Le sort de Raïf Badawi entre les mains d’Ottawa

Raïf Badawi conserve sa peine de 50 coups de fouet hebdomadaires durant vingt semaines, 10 ans de prison et une amende de 266 000$ pour «insulte à l’islam». Cette peine ne peut être annulée sans le pardon royal.
Photo: Annik MH de Carufel Le Devoir Raïf Badawi conserve sa peine de 50 coups de fouet hebdomadaires durant vingt semaines, 10 ans de prison et une amende de 266 000$ pour «insulte à l’islam». Cette peine ne peut être annulée sans le pardon royal.
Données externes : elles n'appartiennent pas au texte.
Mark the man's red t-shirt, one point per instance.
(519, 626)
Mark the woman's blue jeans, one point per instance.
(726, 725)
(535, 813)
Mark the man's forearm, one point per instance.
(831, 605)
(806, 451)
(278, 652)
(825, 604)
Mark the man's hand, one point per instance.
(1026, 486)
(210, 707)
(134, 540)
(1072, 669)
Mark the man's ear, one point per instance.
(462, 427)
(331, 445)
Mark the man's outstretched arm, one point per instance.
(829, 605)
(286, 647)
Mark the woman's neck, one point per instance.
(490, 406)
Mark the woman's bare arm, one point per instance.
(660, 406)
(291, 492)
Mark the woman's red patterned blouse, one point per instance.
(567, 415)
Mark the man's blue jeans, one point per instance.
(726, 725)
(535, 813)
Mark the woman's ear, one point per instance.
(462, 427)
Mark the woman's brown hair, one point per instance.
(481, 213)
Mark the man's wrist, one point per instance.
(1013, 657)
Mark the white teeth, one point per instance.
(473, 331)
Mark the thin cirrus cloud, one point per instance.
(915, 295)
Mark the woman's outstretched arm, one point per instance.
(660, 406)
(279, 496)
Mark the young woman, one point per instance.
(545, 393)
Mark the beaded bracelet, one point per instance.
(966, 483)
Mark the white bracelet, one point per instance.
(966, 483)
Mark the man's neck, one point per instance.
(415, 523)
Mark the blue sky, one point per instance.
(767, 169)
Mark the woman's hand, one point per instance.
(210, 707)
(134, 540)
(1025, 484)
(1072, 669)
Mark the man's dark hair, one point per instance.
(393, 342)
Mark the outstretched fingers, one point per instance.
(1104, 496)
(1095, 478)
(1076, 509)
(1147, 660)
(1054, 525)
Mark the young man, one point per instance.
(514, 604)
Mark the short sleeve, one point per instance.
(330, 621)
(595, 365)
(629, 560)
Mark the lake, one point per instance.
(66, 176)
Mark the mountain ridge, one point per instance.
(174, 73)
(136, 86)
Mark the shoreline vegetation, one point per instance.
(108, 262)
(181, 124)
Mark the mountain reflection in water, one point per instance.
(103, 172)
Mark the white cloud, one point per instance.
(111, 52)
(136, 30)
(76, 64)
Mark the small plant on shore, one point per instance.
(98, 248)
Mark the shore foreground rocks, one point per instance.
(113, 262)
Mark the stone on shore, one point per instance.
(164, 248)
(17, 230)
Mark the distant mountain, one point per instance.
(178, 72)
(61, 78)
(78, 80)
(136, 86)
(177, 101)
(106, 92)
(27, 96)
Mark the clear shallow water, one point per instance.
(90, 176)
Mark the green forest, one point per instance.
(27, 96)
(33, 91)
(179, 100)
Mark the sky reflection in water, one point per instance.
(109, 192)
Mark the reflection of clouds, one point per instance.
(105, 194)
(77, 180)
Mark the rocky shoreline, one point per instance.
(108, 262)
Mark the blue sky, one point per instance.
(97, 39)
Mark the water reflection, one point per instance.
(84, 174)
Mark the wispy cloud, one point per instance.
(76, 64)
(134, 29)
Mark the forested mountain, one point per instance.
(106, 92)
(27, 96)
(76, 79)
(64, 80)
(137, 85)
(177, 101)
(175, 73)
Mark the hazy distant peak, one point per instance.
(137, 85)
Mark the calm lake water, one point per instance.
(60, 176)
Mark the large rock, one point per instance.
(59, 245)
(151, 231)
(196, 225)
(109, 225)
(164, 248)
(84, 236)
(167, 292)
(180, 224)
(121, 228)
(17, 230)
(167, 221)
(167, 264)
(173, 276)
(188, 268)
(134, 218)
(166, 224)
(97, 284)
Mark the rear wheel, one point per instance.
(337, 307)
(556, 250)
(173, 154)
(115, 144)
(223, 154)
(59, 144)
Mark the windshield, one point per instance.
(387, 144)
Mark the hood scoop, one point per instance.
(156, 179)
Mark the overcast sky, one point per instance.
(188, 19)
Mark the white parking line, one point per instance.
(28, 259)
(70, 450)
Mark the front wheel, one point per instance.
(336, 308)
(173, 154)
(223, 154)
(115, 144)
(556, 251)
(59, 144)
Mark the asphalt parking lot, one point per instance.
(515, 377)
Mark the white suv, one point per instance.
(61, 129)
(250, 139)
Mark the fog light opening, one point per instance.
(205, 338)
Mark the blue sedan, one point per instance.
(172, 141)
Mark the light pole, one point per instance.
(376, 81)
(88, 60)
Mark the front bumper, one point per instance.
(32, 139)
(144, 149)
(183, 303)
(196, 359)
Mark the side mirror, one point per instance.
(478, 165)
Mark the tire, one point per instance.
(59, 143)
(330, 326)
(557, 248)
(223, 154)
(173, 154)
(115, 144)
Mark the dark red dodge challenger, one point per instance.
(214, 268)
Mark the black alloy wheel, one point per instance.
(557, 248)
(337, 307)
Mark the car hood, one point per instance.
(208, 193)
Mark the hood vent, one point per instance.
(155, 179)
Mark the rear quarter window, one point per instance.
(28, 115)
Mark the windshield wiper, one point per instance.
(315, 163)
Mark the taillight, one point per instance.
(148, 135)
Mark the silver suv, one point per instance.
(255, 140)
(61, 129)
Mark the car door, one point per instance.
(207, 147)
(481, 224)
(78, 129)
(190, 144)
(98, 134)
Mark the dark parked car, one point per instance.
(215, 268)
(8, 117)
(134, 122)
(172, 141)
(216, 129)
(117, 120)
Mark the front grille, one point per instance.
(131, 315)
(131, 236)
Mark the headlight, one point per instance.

Tour à tour, des élus et organismes joints par Le Devoir ont exhorté dimanche le gouvernement canadien à augmenter ses pressions auprès de l’Arabie saoudite, après que la Cour suprême de ce pays eut annoncé le maintien de la peine du blogueur Raïf Badawi, sans possibilité d’appel.

« Maintenant, c’est sur le plan politique que [la libération de M. Badawi] se joue », reconnaît la ministre québécoise des Relations internationales, Christine St-Pierre.

Elle a martelé que « le gouvernement du Canada doit changer de vitesse, accentuer la pression », notamment en « entrant en contact avec les autorités » saoudiennes et en se « joignant au mouvement » qui demande la libération du blogueur de façon « claire ».

Plus tôt dans la journée, Mme St-Pierre avait parlé à l’épouse de M. Badawi, Ensaf Haidar, réfugiée à Sherbrooke avec ses trois enfants, pour lui confirmer que le Québec l’appuie. Elle souhaite maintenant discuter avec le ministre des Affaires étrangères, Rob Nicholson, et ce, dès que possible.

Parlant au nom de son parti, la députée péquiste Carole Poirier a qualifié de « gênante » l’absence d’« énergie » du gouvernement canadien dans ce dossier.

Dans un gazouillis, le député de Québec solidaire Amir Khadir a demandé au Canada de « force[r] la main » à l’Arabie saoudite « en interdisant la vente d’armes » pour « libérer » Raïf Badawi.

Appel unanime

« Des dirigeants du monde entier appuient la cause de Raïf Badawi, a rappelé le chef néodémocrate, Thomas Mulcair. J’ai écrit au premier ministre, je l’ai interpellé à la période de questions. […] Quand Stephen Harper va-t-il enfin agir pour que Raïf Badawi soit réuni avec sa famille ? »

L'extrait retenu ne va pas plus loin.